Wednesday, December 18, 2013

SF Chron: HIV Fell 23% in Six Years; Taxis Part of Quick Treatment

An important AIDS story in today's San Francisco Chronicle needs to get some attention from gay and AIDS bloggers and news sites for a number of reasons. First of all, there's this welcomed development of continuing declines of HIV infections (links to my posts regarding decreases in recent years are here). Reporter Erin Allday writes:

Almost 16,000 people in San Francisco are living with HIV, and a little more than 400 new cases are diagnosed every year. The number of new infections has declined in recent years, from 534 in 2007 to 413 in 2012.

Those stats come from the latest Department of Public Health annual HIV epi profile and I'm pleased to see them reported.

Allday's feature in the health section was about getting newly infected persons, especially those with acute HIV symptoms indicating the individual recently sero-converted from negative to positive or high viral loads, immediately on a drug cocktail.

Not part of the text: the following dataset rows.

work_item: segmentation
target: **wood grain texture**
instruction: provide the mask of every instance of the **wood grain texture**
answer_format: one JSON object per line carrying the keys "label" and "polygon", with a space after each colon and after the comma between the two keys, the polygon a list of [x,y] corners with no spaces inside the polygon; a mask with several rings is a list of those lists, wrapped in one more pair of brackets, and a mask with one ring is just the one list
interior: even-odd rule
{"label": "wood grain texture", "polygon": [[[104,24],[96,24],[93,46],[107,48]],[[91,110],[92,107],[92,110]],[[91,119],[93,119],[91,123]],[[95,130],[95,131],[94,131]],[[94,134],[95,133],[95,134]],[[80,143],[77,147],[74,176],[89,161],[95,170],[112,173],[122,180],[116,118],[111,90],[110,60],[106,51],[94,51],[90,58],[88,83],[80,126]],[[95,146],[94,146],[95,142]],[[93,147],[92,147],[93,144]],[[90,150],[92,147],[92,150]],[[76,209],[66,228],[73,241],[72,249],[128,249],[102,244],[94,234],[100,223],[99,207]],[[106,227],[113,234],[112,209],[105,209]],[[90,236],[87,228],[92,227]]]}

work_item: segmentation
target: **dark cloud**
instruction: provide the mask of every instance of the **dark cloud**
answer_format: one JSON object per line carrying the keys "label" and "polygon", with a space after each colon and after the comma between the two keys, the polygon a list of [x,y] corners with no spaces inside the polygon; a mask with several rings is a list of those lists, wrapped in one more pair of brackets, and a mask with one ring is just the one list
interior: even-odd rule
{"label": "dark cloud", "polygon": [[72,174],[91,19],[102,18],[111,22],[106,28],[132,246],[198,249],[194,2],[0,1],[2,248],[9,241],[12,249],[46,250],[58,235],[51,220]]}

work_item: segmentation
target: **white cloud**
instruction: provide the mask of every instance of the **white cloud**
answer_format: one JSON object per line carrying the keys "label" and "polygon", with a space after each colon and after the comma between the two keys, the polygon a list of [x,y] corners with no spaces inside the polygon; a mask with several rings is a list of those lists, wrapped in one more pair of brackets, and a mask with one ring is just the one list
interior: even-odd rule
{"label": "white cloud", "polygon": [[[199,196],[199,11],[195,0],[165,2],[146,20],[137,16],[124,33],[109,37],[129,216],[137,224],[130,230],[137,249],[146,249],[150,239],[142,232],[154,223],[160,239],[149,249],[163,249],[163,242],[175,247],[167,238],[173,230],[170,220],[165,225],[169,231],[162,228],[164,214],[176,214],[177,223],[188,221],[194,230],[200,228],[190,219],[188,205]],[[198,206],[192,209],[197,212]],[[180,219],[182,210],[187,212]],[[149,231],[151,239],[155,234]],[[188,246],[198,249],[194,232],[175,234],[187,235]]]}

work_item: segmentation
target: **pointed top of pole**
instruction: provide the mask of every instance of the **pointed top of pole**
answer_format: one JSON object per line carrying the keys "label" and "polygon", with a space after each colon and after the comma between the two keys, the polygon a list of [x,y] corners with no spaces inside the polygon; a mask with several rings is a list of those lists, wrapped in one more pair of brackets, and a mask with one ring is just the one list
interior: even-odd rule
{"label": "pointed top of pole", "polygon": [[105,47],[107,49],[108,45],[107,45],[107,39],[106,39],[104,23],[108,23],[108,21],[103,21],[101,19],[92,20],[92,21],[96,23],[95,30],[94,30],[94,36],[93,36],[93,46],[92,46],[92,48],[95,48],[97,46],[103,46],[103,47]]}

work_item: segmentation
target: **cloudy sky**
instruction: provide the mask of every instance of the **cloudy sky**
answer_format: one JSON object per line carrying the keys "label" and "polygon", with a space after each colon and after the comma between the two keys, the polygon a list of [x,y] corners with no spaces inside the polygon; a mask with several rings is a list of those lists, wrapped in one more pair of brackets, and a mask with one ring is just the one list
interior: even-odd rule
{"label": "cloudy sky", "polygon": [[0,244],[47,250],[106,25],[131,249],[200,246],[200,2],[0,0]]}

How quickly does the local public health care network move in some situations? This fast:

When a patient has been diagnosed with an acute infection, health care workers at the clinic page [Dr. Hiroyu] Hatano or one of her HIV-specialist colleagues. Then they send the patient immediately to the HIV clinic at San Francisco General Hospital - sometimes escorting them there in a cab.

At the HIV clinic, the patient meets with nurses and doctors who can explain the diagnosis and why drug therapy may be helpful. Meanwhile, a social worker gets the patient started on paperwork to help pay for drugs.

Ideally, the patient will take a first dose of antiretroviral therapy in the clinic, and leave with enough of a supply of drugs to last several days, until insurance or federal aid kick in.

"It used to be that (patients) would have an intake visit a couple of days after testing positive, and they'd see a nurse provider a few days after that, and maybe meet their long-term provider weeks after that," Hatano said. "And during all that time they were untreated.

"Now we give them a cup of water and they literally take their first dose in front of me. I literally have a bag of drug regimens that are stored upstairs."

The scariest word in this passage is untreated. We've come so far from the dark times of the 1980s when there were so few drug options and, despite what AMFAR's board president shoe designer Kenneth Cole said recently about gays being so scared back then we were fear-driven into silence, gay doctors and people with AIDS were demanding research and effective treatments.

We now have dozens of drug options and alternative health practices to balance out the treatments' side effects, mountains of global data about the drugs, an industry of care and advocacy, and one of the most crucial components to assisting a newly HIV infected person could be a taxi ride to obtain a supply of pills.